Lourenço classificou a não divulgação dos resultados eleitorais como um caso “inédito na história dos processos eleitorais em África” e alertou para o impacto negativo na credibilidade democrática do país.
O chefe de Estado estendeu ainda o apelo à libertação do antigo presidente do Níger, Mohamed Bazoum, detido desde 2023 após ter sido deposto por um golpe de Estado. Segundo Lourenço, a detenção prolongada de líderes legitimamente eleitos constitui uma grave violação dos princípios democráticos e do Estado de Direito, exigindo respostas firmes da comunidade africana.

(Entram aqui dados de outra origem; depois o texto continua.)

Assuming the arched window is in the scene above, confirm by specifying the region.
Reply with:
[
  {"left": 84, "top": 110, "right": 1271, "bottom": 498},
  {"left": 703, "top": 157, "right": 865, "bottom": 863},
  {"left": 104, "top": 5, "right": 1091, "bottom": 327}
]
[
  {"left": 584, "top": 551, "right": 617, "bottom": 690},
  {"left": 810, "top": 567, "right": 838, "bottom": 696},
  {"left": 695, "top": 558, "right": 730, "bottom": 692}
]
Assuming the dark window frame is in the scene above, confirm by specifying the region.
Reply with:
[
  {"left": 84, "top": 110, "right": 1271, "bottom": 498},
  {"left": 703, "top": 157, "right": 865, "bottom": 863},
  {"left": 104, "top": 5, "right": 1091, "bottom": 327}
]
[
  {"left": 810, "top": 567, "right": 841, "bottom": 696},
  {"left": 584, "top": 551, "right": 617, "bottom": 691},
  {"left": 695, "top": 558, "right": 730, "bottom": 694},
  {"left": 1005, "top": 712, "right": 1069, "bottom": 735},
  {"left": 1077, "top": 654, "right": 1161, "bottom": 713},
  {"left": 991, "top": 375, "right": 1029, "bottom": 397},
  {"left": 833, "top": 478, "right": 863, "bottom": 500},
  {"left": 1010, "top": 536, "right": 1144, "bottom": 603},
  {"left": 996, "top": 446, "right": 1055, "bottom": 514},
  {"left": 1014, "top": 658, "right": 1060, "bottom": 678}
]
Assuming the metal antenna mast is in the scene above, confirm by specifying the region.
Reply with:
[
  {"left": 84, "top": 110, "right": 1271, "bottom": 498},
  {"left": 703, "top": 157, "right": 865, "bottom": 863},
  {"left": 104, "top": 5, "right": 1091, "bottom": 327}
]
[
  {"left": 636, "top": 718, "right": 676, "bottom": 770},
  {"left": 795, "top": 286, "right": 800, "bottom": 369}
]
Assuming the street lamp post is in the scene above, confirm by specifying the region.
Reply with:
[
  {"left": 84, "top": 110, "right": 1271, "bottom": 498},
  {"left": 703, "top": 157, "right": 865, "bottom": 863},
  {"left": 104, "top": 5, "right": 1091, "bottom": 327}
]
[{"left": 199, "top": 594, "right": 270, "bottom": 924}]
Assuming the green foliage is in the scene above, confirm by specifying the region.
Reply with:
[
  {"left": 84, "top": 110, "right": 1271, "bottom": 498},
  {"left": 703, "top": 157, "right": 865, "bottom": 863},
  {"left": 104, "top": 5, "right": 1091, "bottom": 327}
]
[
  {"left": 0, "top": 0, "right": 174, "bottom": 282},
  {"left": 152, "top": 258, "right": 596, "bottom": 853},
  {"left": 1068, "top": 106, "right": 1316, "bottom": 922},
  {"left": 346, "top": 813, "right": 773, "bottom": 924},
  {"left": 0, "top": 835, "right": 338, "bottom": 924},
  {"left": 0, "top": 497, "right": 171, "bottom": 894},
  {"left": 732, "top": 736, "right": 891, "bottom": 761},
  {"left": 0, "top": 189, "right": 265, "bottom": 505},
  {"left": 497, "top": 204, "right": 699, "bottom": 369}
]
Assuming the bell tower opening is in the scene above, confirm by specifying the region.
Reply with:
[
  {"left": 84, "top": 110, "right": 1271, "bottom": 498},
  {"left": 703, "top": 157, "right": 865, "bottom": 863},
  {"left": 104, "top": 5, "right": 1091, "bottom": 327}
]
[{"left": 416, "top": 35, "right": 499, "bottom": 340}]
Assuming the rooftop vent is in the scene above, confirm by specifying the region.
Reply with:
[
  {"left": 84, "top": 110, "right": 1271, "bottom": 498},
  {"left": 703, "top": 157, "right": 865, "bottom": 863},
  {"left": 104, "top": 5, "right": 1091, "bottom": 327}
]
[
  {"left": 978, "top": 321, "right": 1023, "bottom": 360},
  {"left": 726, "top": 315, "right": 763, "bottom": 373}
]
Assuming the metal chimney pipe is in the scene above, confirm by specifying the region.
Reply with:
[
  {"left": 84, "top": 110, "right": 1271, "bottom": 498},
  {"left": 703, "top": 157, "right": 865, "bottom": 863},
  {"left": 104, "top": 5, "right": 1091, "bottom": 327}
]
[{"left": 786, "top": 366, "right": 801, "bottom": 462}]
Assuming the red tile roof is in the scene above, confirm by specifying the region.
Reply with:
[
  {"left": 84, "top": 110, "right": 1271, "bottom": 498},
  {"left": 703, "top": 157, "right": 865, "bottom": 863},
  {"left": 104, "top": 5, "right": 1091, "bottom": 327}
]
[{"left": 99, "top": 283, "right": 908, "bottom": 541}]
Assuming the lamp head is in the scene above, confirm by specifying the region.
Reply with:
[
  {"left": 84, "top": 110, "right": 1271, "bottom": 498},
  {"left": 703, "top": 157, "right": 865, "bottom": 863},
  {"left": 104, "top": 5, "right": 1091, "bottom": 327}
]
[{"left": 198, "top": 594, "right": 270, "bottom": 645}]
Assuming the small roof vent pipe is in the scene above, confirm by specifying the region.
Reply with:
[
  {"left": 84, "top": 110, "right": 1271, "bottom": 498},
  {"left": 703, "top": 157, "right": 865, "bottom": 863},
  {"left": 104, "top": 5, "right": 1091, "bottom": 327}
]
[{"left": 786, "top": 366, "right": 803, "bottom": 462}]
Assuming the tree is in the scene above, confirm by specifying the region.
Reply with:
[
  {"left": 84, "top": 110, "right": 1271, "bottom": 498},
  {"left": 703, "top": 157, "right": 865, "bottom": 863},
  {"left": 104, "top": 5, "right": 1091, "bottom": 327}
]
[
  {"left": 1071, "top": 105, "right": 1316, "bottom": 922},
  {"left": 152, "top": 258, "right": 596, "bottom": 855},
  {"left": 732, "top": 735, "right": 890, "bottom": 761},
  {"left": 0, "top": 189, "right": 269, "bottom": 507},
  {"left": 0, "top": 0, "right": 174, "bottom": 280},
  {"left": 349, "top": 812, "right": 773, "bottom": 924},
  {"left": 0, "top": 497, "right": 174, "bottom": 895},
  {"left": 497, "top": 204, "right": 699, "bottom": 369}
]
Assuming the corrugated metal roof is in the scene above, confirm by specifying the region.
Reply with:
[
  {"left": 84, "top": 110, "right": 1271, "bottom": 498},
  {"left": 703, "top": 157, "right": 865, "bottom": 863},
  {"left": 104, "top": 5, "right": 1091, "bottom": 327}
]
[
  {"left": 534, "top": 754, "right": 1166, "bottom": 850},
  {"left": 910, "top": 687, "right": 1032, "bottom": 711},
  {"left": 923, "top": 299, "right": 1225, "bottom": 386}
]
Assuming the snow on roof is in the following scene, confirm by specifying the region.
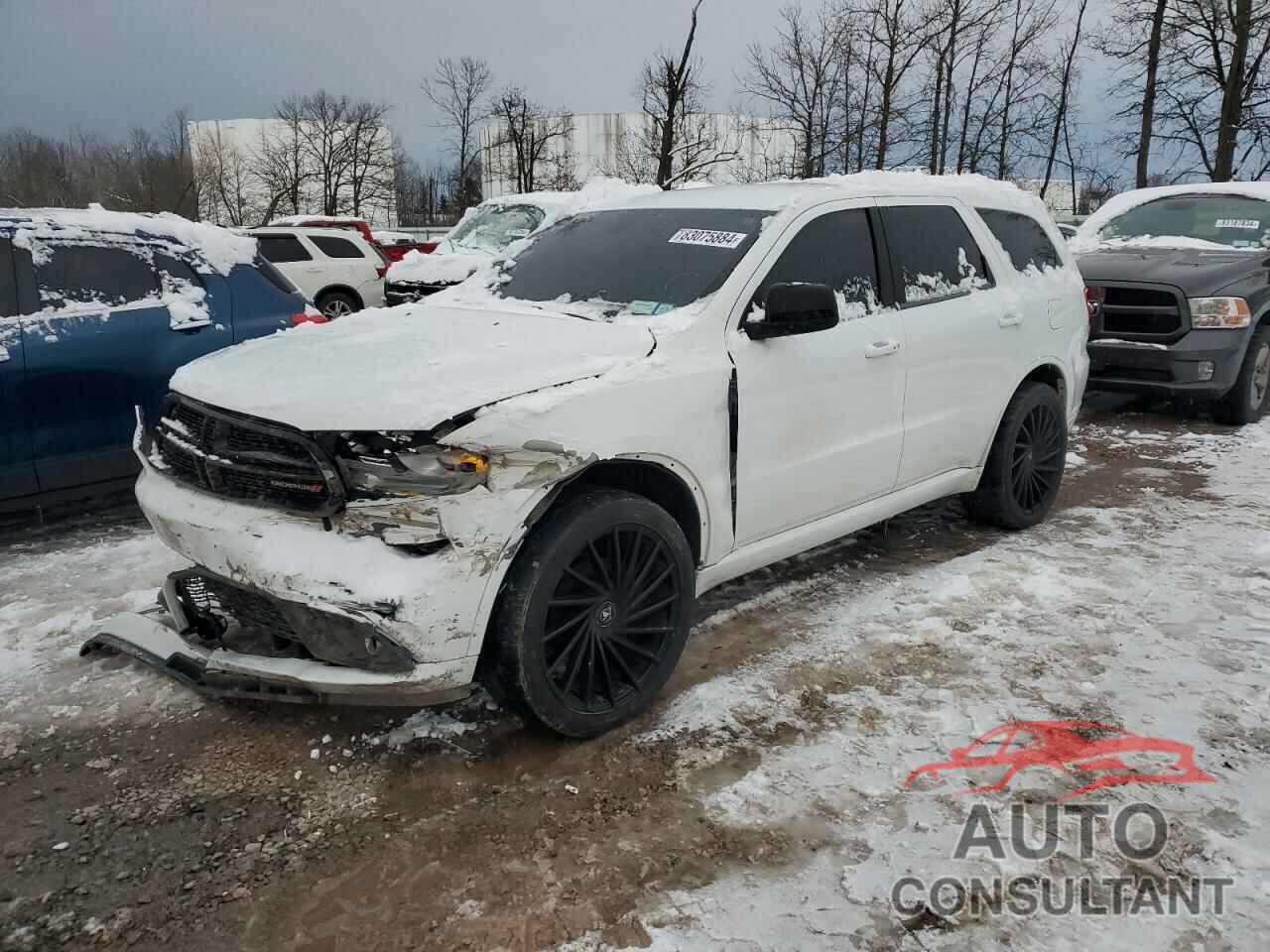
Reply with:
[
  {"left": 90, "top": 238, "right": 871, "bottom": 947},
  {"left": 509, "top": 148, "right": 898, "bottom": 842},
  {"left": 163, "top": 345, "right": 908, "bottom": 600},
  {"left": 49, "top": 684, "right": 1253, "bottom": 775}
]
[
  {"left": 0, "top": 204, "right": 255, "bottom": 274},
  {"left": 1067, "top": 181, "right": 1270, "bottom": 253},
  {"left": 614, "top": 172, "right": 1049, "bottom": 221}
]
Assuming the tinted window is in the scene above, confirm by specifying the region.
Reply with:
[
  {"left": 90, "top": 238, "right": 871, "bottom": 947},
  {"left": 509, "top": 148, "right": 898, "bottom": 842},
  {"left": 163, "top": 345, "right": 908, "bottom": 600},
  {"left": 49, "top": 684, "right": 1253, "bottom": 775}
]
[
  {"left": 255, "top": 235, "right": 313, "bottom": 264},
  {"left": 883, "top": 204, "right": 992, "bottom": 304},
  {"left": 978, "top": 208, "right": 1062, "bottom": 272},
  {"left": 754, "top": 209, "right": 877, "bottom": 304},
  {"left": 0, "top": 237, "right": 18, "bottom": 317},
  {"left": 498, "top": 208, "right": 771, "bottom": 320},
  {"left": 309, "top": 235, "right": 366, "bottom": 258},
  {"left": 36, "top": 245, "right": 159, "bottom": 307},
  {"left": 155, "top": 251, "right": 203, "bottom": 287}
]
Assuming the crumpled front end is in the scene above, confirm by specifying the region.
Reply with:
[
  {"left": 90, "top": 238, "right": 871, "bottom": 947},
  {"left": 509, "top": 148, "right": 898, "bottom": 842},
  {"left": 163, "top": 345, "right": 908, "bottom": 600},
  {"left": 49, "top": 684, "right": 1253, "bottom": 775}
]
[{"left": 85, "top": 414, "right": 594, "bottom": 704}]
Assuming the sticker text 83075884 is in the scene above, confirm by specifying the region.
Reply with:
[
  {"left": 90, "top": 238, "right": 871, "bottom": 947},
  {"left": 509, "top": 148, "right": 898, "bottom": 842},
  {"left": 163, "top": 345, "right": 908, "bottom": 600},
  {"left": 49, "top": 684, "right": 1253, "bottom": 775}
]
[{"left": 670, "top": 228, "right": 748, "bottom": 248}]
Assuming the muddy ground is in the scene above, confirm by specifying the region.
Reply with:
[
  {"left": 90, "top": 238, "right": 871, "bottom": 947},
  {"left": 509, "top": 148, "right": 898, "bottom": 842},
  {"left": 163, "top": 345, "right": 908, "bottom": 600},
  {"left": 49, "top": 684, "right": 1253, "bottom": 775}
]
[{"left": 0, "top": 404, "right": 1270, "bottom": 952}]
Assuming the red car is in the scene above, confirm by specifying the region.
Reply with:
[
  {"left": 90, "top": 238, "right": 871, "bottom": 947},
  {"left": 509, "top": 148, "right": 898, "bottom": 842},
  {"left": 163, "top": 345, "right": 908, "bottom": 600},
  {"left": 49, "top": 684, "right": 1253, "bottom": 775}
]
[{"left": 904, "top": 721, "right": 1216, "bottom": 799}]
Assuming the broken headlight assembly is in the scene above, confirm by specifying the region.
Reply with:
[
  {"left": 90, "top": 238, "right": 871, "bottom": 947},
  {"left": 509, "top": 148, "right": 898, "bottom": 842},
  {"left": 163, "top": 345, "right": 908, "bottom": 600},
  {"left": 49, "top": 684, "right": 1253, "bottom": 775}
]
[{"left": 336, "top": 432, "right": 489, "bottom": 500}]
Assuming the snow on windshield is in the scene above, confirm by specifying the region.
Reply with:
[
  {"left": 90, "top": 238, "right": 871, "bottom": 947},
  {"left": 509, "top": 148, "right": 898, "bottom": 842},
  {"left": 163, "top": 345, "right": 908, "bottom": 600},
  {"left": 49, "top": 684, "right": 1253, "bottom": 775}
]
[
  {"left": 1068, "top": 181, "right": 1270, "bottom": 253},
  {"left": 9, "top": 204, "right": 255, "bottom": 276}
]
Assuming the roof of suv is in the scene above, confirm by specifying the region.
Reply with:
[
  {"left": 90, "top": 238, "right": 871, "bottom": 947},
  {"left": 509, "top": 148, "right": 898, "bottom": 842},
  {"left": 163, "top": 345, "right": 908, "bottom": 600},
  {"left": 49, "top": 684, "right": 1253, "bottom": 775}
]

No final do seu mandato como presidente rotativo da União Africana, João Lourenço enfatizou a necessidade de reforçar mecanismos de prevenção e condenação de golpes de Estado, destacando a importância de consolidar a paz, a segurança e a estabilidade no continente.
O Presidente angolano sublinhou que apenas com estabilidade e democracia consolidadas será possível alcançar os objetivos de desenvolvimento e pôr fim aos conflitos armados em África, apelando à União Africana e à comunidade internacional para ações concretas em defesa de líderes legitimamente eleitos.